Like any good toy dork, I was keenly aware of The Nightmare Before Christmas months before anyone saw it thanks to Tomart's Action Figure Digest - arguably the best thing you could read in the pre-internet world, just because of how much information it threw at you that you didn't realize you needed to know yet. The movie itself was a wonder, a mix of old-school holiday TV specials for kids with something that is largely hard to find elsewhere, notably that it's thematically older-skewing as it explores themes of failure and one of the worst things that happen to us as we grow up: being forced to examine and acknowledge our limitations. Sally was one of the film's leads, and unlike the film's hero she actually does get to grow more as a person and exceed her creator's intent by going from a sort of a ragdoll/Frankenstein's monster hybrid.

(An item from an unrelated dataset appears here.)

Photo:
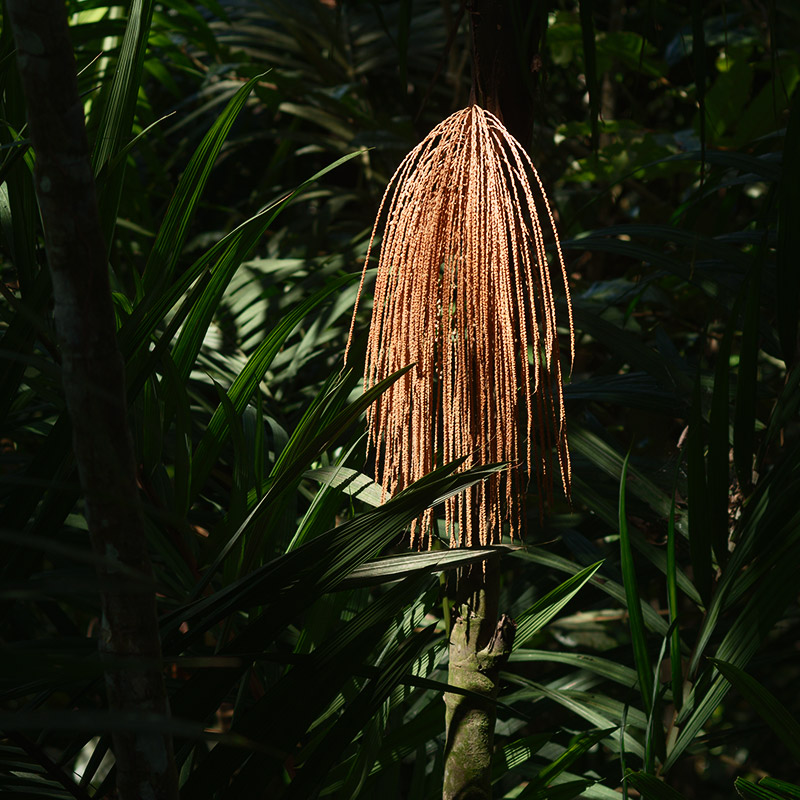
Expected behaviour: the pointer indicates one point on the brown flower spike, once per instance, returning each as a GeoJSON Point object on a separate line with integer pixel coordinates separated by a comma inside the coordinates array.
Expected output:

The figure itself has more in common with 1983 than 1993, but it does retail some elements of that original Hasbro release. Of course, with the dress' t-crotch joints and 5 points of articulation she feels more similar to Princess Leia Organa in Bespin Gown - which was a good choice. She can stand and sit quite nicely, and she can pass the Landspeeder Test. Maybe not the Bechdel Test, but it's a test.
While most takes on Sally had sculpted, and painted, stitching this version does not. The elements are clearly tooled on the figure, but they're unpainted. Her eyes and lips are decorated, and her dress is vibrant and surprisingly off-model. I don't mean that as a hit against it, if anything it makes the figure truer to the ideals of what Kenner often did and that was to deliver a figure that looks like the character, but they weren't exactly hung up on getting everything correct. Today that sort of lack of attention is usually cause for a riot, but here it works. Things are basically where they should be, but remixed a bit and just a little bit off - I wouldn't have it any other way.

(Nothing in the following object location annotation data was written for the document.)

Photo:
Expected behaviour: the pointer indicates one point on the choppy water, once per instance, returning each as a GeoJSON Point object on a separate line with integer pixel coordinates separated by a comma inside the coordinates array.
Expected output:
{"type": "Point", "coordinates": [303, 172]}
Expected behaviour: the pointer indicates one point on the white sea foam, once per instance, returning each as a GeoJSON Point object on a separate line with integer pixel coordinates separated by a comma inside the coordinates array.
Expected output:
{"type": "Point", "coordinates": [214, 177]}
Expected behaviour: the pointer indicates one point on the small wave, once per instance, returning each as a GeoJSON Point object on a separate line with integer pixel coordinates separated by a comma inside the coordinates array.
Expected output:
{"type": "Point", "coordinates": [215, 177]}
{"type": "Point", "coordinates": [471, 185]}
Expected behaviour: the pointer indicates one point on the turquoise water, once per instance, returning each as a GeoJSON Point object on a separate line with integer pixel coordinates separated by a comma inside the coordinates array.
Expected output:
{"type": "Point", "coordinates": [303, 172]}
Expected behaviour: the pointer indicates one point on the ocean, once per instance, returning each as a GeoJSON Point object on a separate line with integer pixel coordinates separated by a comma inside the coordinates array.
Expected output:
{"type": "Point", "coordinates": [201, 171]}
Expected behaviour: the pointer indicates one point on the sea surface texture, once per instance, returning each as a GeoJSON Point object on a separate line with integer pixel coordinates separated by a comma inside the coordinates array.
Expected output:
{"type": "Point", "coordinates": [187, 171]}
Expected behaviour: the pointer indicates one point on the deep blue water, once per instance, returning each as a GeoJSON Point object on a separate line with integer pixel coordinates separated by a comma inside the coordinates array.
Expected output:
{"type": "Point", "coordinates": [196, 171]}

One knock against this format is that things like long hair impose limitations on movement. She has a working neck joint, but the hair prevents the range of mobility from being too good. It may as well not move, but I appreciate that they at least tried. That long, red hair is an important and memorable part of her character.
ReAction has delivered some interesting figures, but precious few accessories - and even fewer that are really interesting. I'm a little surprised Sally got two, with a slotted spoon that fits into her molded-shut right fist and a basket that goes in her left hand with no real problems.
Deco is pretty clean, but not perfect - again, this is sometimes a perk with this kind of figure. If it's too good, it seems phony. Her eyes and eyebrows are incredibly tight, but her stripes socks seem a little funny and the color on her dress isn't quite perfect - and it works for a patchwork like Sally. Tiny, unpainted stitching on her dress allows her to come together just like the movie, only... not quite like the movie. Her skin is molded in blue, so in many respects she does feel sort of like a refugee from the late 1980s or early 1990s... this is a figure that doesn't quite seem to be a perfect match for any era.
$10 figures from this movie are something of a no-brainer and I assume most of them will do pretty well for as long as Funko decides to keep cranking them out. I didn't have the funds or the space to justify collecting the original Hasbro run, but I jumped in on this line and hope they keep it going with a few figures each year. If you want a $10 Sally figure, this is a great one - you should snag it!